Davacı, dilekçe ret kararına konu olan davanın, şirketi temsilen Av. …tarafından açıldığını, dosyada mevcut …’la birlikte diğer bazı avukatlar adına düzenlenmiş vekaletnamede Av. …’in adına yer verilmediğini, ancak davayı açan Av. …’ın dava dilekçesinde kendisi ile birlikte birinci sırada Av. …’in adına yer verdiğini, bu durumun tebliğ evrakını düzenleyen memuru yanıltması sonucu, dosyada vekaletnamesi olmadığı halde tebliğ evrakına Av. …’in adının yazılmasına sebep olduğunu, oysa Av. …adına düzenlenen vekaletnamenin dilekçe ret kararından sonra verilen süre ret kararının temyizi aşamasında dosyaya sunulduğunu, dolayısıyla dilekçe ret kararının tebliğ edildiğine ilişkin işlemin yok hükmünde olduğunu ileri sürerek kararın bozulmasını istemiştir.

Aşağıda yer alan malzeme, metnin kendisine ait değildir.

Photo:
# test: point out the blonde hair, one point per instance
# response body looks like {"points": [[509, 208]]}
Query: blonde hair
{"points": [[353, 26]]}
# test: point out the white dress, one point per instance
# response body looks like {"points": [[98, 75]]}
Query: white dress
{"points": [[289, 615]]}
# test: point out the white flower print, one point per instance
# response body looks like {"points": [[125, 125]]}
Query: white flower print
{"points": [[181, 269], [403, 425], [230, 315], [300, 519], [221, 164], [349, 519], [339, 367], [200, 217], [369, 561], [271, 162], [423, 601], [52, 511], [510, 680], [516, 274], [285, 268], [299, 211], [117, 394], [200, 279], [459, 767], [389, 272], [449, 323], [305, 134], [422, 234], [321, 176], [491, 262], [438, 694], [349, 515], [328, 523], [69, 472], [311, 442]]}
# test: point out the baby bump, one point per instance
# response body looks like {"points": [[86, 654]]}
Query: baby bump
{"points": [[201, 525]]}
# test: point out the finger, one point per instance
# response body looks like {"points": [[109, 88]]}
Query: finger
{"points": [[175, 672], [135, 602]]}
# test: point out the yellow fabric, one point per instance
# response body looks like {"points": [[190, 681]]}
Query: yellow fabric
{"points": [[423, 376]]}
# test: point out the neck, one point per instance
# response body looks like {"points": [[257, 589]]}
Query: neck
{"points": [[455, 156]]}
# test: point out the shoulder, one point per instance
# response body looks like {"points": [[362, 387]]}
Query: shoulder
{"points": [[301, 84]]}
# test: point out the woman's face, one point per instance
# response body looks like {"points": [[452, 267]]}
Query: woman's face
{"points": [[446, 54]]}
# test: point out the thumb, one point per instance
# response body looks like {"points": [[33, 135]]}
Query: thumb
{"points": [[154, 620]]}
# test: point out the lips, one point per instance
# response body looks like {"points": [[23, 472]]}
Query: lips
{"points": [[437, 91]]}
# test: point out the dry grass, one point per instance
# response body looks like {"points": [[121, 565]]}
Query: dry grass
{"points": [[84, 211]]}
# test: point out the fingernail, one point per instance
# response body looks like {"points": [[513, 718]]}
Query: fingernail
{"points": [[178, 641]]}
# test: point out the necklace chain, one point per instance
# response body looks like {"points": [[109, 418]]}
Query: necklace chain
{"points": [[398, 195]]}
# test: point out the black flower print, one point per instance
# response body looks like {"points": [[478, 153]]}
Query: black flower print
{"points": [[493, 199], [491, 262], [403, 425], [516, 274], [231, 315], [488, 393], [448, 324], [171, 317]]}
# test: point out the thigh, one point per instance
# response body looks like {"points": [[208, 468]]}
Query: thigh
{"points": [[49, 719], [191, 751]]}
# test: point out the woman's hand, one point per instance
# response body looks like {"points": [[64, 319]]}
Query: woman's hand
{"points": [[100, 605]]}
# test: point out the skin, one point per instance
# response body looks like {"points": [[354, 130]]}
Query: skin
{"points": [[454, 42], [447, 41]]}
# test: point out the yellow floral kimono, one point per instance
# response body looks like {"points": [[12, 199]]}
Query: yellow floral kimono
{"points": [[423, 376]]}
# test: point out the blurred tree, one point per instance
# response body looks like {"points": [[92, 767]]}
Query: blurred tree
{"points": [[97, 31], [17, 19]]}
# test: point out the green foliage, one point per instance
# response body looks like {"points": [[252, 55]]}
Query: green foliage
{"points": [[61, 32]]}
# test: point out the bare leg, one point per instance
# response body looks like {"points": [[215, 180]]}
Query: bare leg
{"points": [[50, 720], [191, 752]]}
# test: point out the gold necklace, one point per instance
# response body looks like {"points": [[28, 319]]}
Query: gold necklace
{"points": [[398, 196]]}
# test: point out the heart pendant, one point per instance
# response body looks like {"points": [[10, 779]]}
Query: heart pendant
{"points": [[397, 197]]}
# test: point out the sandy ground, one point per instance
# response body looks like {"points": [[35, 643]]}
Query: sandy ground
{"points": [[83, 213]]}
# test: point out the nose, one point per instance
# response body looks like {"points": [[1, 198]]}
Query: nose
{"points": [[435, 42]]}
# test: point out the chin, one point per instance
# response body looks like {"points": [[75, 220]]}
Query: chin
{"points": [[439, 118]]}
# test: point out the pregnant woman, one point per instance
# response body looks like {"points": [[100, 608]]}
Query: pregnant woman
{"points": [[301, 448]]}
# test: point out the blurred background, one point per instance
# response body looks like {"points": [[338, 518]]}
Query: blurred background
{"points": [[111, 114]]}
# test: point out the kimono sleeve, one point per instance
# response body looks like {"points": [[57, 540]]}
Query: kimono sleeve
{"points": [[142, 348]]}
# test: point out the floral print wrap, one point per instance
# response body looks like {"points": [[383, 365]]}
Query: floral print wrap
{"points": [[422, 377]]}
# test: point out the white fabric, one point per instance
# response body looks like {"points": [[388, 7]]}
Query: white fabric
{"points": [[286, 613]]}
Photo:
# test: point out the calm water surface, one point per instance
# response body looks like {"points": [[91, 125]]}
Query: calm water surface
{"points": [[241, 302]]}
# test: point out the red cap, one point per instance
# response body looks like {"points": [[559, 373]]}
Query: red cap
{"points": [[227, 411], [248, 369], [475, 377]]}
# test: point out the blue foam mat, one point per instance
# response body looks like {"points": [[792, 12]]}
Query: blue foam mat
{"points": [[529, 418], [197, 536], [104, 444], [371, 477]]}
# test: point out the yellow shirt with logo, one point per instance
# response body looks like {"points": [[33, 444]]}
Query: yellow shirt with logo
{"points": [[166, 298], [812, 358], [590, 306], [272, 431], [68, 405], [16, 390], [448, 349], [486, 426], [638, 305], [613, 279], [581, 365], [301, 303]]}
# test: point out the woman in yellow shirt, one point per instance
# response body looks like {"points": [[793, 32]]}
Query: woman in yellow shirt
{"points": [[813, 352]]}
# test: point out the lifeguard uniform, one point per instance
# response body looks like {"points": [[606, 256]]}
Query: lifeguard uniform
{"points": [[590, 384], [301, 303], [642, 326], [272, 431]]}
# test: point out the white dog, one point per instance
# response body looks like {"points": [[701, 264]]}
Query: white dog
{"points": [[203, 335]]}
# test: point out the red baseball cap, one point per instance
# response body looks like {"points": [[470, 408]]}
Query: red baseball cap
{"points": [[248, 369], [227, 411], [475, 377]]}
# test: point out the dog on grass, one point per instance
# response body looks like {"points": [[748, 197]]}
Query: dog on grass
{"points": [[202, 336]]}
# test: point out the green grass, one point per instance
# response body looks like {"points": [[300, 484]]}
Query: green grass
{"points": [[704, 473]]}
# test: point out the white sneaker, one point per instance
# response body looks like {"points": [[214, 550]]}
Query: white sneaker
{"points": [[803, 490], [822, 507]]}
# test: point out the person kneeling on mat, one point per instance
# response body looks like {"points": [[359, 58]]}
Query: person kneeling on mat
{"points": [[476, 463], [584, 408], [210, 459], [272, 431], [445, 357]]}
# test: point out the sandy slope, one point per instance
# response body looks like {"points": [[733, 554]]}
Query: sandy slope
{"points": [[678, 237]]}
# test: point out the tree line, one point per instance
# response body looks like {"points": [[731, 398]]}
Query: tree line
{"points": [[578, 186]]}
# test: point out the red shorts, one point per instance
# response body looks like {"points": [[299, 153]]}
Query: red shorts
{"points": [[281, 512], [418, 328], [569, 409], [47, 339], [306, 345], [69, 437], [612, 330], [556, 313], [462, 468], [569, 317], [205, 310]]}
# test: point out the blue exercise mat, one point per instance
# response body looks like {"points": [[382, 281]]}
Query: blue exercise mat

Savunmanın Özeti: İstemin reddi gerektiği savunulmuştur.

Danıştay Tetkik Hâkimi …’nın Düşüncesi: Temyiz dilekçesinde ileri sürülen iddialar ısrar kararının bozulmasını sağlayacak durumda görülmediğinden istemin reddi gerektiği düşünülmektedir.

Danıştay Savcısı …’ın Düşüncesi: Danıştay Dokuzuncu Dairesinin bozma kararındaki gerekçede belirtilen nedenler doğrultusunda temyiz isteminin kabulü ile temyiz konusu mahkeme ısrara kararının bozulmasının uygun olacağı düşünülmektedir.

TÜRK MİLLETİ ADINA

Hüküm veren Danıştay Vergi Dava Daireleri Kurulunca, dosyadaki belgeler incelendikten sonra gereği görüşüldü:
Eylül 2002 dönemi için re’sen salınan vergi ziyaı cezalı katma değer vergisine karşı açılan davaya ait dilekçenin reddinden sonra yenileme dilekçesinin otuz gün dolduktan sonra kayda geçmesi nedeniyle verilen davanın reddi yolundaki ısrar kararı davacı tarafından temyiz edilmiştir.
Davacı, Av. … adına düzenlenen vekaletnamenin dilekçe ret kararından sonra verilen kararın temyizen incelenmesi istemiyle yapılan başvuru sırasında dosyaya sunulduğunu, dilekçe ret kararının Av. …’e tebliğine ilişkin işlemin yok hükmünde olduğunu ve dolayısıyla ıttıla tarihine göre süresinde yenilenen davanın reddine ilişkin kararda hukuka uygunluk bulunmadığını ileri sürmüşse de; davacı tarafından Av. …’in vekil olarak atanmasına ilişkin … Noterliğince düzenlenen 27.2.2004 gün ve … yevmiye sayılı vekaletnamenin, davanın açılması sırasında dava dilekçesiyle birlikte dosyaya sunulduğu anlaşılmaktadır. Vekaletnamede davacının, aralarında Av. …’in de bulunduğu Av. …, Av. …, Av. …, Av. …, Av. …, Av. …’ u birlikte ve ayrı ayrı hareket etmek ve başkalarını da tevkil, teşrik ve azle yetkili olmak üzere vekil tayin etmesi karşısında, bu konudaki iddialar, ısrar kararının bozulmasını gerektirecek durumda bulunmadığı gibi diğer temyiz iddiaları da dayandığı hukuksal nedenler ve gerekçesi Kurulumuzca hukuka uygun bulunan karara karşı yapılan temyiz isteminin kabulünü gerektirecek durumda görülmemiştir.
Bu nedenle, temyiz isteminin reddine, 15.5.2009 gününde oyçokluğu ile karar verildi.

X – K A R Ş I O Y
Temyiz isteminin kabulüyle, ısrar kararının Danıştay Dokuzuncu Dairesinin bozma kararında yer alan hukuksal nedenler ve gerekçe uyarınca bozulması gerektiği oyu ile karara katılmıyoruz.